Prosecutor Duane Praught said there are a “number of vulnerable people who suffer from addiction” in the NWT and whose lives have been ruined by cocaine and other hard drugs.
As a trafficker, Bryan also had a level of premeditation and planning, he said.
“This is not a victimless crime, this crime has consequences in this community and other communities,” said Praught.
Bryan told the court serious health issues, including a chronic disease and recent full knee replacement, had prevented her from seeking a lengthy residential treatment program.
Her bail conditions included a 7pm to 7am curfew which, it was said, had prevented her from attending several family events outside the NWT.
Those included the funeral of her stepbrother – who died from an overdose – alongside the birth of her granddaughter, and her elderly mother’s recovery from an operation.
‘Lower-level’ dealer
Defence lawyer Stephen Smith argued his client should receive six months and be placed on probation for 12 to 18 months.
However, due to the lengthy time Bryan was on bail – and the hardships posed by the overnight curfew and restrictions not to travel outside of the NWT – Smith said she should spend no time in jail, her time effectively already being served.
He estimated each day of the 20 months Bryan spent on bail under those bail conditions, including that 12-hour overnight curfew, should count as one-third time.
That would mean Bryan had already served the jail time the Crown requested.
Smith characterized Bryan as being a “lower-level, non-commercial” dealer, but acknowledged drugs are a serious problem in the NWT.
Bryan was among more than a dozen people arrested in 2016 following an RCMP operation called Green Manalishi.
Evidence at trial included a wiretap that allowed RCMP to listen in on drug kingpin Todd Dube and others.

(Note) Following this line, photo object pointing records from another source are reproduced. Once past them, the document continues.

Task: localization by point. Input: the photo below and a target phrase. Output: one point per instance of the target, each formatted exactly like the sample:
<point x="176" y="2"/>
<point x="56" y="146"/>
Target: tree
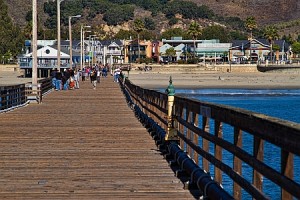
<point x="138" y="27"/>
<point x="250" y="25"/>
<point x="271" y="34"/>
<point x="170" y="53"/>
<point x="194" y="31"/>
<point x="11" y="36"/>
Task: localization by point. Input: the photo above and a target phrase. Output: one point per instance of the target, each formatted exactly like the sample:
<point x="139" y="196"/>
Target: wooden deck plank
<point x="82" y="144"/>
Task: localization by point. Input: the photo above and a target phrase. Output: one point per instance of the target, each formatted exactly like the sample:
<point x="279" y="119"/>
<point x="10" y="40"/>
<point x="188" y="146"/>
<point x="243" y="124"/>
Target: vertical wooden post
<point x="188" y="131"/>
<point x="205" y="143"/>
<point x="237" y="163"/>
<point x="259" y="155"/>
<point x="181" y="127"/>
<point x="287" y="169"/>
<point x="218" y="151"/>
<point x="196" y="138"/>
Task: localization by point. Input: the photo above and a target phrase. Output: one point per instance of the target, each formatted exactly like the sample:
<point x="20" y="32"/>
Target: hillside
<point x="266" y="12"/>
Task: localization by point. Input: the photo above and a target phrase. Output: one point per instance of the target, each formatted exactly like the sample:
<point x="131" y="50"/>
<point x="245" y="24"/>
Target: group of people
<point x="69" y="78"/>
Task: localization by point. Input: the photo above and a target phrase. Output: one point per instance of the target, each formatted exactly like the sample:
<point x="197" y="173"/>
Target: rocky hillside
<point x="265" y="11"/>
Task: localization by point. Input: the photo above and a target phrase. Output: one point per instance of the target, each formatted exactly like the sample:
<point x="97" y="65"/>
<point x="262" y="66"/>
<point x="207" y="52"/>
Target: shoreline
<point x="217" y="80"/>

Ontario resident Dube, 22, was sentenced in the fall of 2017 to nine years for conspiring to traffic in cocaine, fentanyl, ecstasy and other drugs.
At her trial, police alleged Bryan was purchasing drugs with the goal of settling a drug debt of her own with Dube.
In early November, a jury found Bryan guilty of trafficking cocaine but not guilty of trafficking fentanyl.
Shaner reserved her sentencing decision until February 5 at 1:30pm.